This script was last run on August 16, 2021-- website structures likely do not look the same today and code will not output the same results if re-run. 

This script scrapes the WHO SARS-CoV-2 variants tracking website (https://www.who.int/en/activities/tracking-SARS-CoV-2-variants/) to collect list of variants of interest and concern and exports their names and VOI/VOC/VUM status as a .csv to a specified file.

In [1]:
#call packages
import requests
from bs4 import BeautifulSoup
import pandas as pd
import numpy as np
import datetime

In [2]:
#set url for WHO variants website
url="https://www.who.int/en/activities/tracking-SARS-CoV-2-variants/"

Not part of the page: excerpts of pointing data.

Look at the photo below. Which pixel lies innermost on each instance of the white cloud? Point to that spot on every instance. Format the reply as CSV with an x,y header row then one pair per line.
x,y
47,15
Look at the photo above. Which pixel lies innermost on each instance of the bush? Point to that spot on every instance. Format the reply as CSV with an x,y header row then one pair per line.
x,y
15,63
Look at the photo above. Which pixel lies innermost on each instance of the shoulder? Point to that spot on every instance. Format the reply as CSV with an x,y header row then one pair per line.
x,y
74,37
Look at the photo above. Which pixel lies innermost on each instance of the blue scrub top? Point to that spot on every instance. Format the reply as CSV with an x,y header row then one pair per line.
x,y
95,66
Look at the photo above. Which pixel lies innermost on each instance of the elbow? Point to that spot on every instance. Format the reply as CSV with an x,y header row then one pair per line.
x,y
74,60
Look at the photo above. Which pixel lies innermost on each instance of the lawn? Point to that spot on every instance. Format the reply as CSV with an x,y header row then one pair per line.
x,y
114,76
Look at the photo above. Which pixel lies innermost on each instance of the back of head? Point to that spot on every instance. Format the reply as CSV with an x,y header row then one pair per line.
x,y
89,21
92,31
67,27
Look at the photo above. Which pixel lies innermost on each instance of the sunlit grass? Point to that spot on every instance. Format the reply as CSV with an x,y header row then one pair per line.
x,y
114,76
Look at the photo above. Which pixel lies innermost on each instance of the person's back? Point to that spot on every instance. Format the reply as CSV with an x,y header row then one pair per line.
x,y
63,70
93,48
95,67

#retrieve HTML data with a get request
html_content = requests.get(url)
#print(html_content)

#use pandas read_html to convert tables to dataframes and replace breaks with ,
tables = pd.read_html(html_content.text.replace('<br />',' '))

In [3]:
#separate out variants of concern
#get dataframe
voc_df=tables[0]
voc_df

Unnamed: 0,WHO label,Pango lineage*,GISAID clade,Nextstrain clade,Additional amino acid changes monitored°,Earliest documented samples,Date of designation
0,Alpha,B.1.1.7 #,GRY,20I (V1),+S:484K +S:452R,"United Kingdom, Sep-2020",18-Dec-2020
1,Beta,B.1.351,GH/501Y.V2,20H (V2),+S:L18F,"South Africa, May-2020",18-Dec-2020
2,Gamma,P.1,GR/501Y.V3,20J (V3),+S:681H,"Brazil, Nov-2020",11-Jan-2021
3,Delta,B.1.617.2§,G/478K.V1,21A,+S:417N,"India, Oct-2020",VOI: 4-Apr-2021 VOC: 11-May-2021


In [7]:
#select lineages from voc df
voc_list=voc_df['Pango lineage*'].tolist()
voc_list

['B.1.1.7 #', 'B.1.351', 'P.1', 'B.1.617.2§']

In [18]:
#drop  extra symbols

nosymb=[]
for i in range(len(voc_list)):
    rmed=str(voc_list[i]).replace("#","")
    nosymb.append(rmed)

nosymb2=[]
for i in range(len(voc_list)):
    rmed=str(nosymb[i]).replace("§","")
    nosymb2.append(rmed)
    

#rename for next step
new_voc=nosymb2
new_voc

['B.1.1.7 ', 'B.1.351', 'P.1', 'B.1.617.2']

In [19]:
#make new VOC df with indicator column
voc_col=list(["VOC"]*len(new_voc))

new_voc_df=pd.DataFrame([new_voc,voc_col]).transpose()
new_voc_df

Unnamed: 0,0,1
0,B.1.1.7,VOC
1,B.1.351,VOC
2,P.1,VOC
3,B.1.617.2,VOC


In [21]:
#separate variants of interest
voi_df=tables[1]
voi_df

Unnamed: 0,WHO label,Pango lineage*,GISAID clade,Nextstrain clade,Earliest documented samples,Date of designation
0,Eta,B.1.525,G/484K.V3,21D,"Multiple countries, Dec-2020",17-Mar-2021
1,Iota,B.1.526,GH/253G.V1,21F,"United States of America, Nov-2020",24-Mar-2021
2,Kappa,B.1.617.1,G/452R.V3,21B,"India, Oct-2020",4-Apr-2021
3,Lambda,C.37,GR/452Q.V1,21G,"Peru, Dec-2020",14-Jun-2021
4,Mu,B.1.621,GH,21H,"Colombia, Jan-2021",30-Aug-2021


In [24]:
#select lineages from voi df
voi_list=voi_df['Pango lineage*'].tolist()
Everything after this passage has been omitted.